Steensma E, van Mierlo C P
Department of Biomolecular Sciences - Laboratory of Biochemistry, Wageningen Agricultural University, Dreijenlaan 3, Wageningen, NL-6703 HA, The Netherlands.
J Mol Biol. 1998 Sep 25;282(3):653-66. doi: 10.1006/jmbi.1998.2045.
The structural characteristics of Azotobacter vinelandii apoflavodoxin II have been determined using multidimensional NMR spectroscopy. Apoflavodoxin has a stable, well-ordered core but its flavin binding region is flexible. The local stability of apoflavodoxin was probed using hydrogen/deuterium exchange measurements. The existence of an apoflavodoxin equilibrium folding intermediate is inferred from the non-coincidence of CD and fluorescence unfolding curves obtained for the guanidinium hydrochloride induced unfolding of apoflavodoxin. We suggest that the structured part of the putative intermediate is composed of the elements of secondary structure which have the slowest exchanging amide protons in the native protein. These elements are strands beta1, beta3, beta4 and beta5a and helices alpha4 and alpha5. We propose that it is a general feature of flavodoxins that the stable nucleus resides in the C-terminal part of these proteins. The results on flavodoxin are compared with those on two sequentially unrelated proteins sharing the flavodoxin-like fold: Che Y and cutinase. It is shown that the stable nucleus is found in different parts of the flavodoxin-like topology.

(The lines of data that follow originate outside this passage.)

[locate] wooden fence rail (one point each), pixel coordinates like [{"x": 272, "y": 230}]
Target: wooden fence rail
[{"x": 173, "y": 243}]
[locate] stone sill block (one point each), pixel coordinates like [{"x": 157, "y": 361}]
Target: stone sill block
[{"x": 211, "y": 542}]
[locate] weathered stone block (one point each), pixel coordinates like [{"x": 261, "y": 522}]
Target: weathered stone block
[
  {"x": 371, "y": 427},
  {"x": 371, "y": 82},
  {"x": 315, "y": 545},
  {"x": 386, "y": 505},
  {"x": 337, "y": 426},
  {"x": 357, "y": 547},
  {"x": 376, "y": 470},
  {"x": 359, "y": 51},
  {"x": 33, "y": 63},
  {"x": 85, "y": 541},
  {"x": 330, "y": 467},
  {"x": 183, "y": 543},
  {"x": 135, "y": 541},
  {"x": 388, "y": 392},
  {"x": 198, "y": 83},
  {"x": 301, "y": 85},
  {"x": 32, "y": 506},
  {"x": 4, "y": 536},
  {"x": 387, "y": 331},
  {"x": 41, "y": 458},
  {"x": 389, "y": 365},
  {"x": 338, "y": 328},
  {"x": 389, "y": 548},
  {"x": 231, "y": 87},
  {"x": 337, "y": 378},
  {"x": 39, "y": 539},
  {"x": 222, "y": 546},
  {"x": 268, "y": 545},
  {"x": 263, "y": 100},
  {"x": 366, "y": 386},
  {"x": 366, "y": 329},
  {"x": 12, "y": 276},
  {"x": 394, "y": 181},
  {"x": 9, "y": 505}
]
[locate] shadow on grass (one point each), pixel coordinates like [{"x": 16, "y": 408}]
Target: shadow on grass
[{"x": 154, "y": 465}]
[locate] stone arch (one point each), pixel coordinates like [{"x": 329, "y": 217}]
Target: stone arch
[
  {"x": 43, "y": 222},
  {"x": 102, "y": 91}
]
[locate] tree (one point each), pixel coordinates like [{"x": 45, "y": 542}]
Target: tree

运用多维核磁共振波谱法测定了棕色固氮菌脱辅基黄素氧还蛋白II的结构特征。脱辅基黄素氧还蛋白具有一个稳定、有序的核心,但它的黄素结合区域是灵活可变的。通过氢/氘交换测量来探究脱辅基黄素氧还蛋白的局部稳定性。从盐酸胍诱导脱辅基黄素氧还蛋白展开时获得的圆二色光谱(CD)和荧光展开曲线不重合的情况推断,脱辅基黄素氧还蛋白存在平衡折叠中间体。我们认为,假定中间体的结构化部分由天然蛋白质中酰胺质子交换最慢的二级结构元件组成。这些元件包括β1、β3、β4和β5a链以及α4和α5螺旋。我们提出,黄素氧还蛋白的一个普遍特征是稳定的核心位于这些蛋白质的C末端部分。将黄素氧还蛋白的结果与另外两种具有黄素氧还蛋白样折叠但序列不相关的蛋白质——趋化因子Y和角质酶的结果进行了比较。结果表明,在黄素氧还蛋白样拓扑结构的不同部分发现了稳定的核心。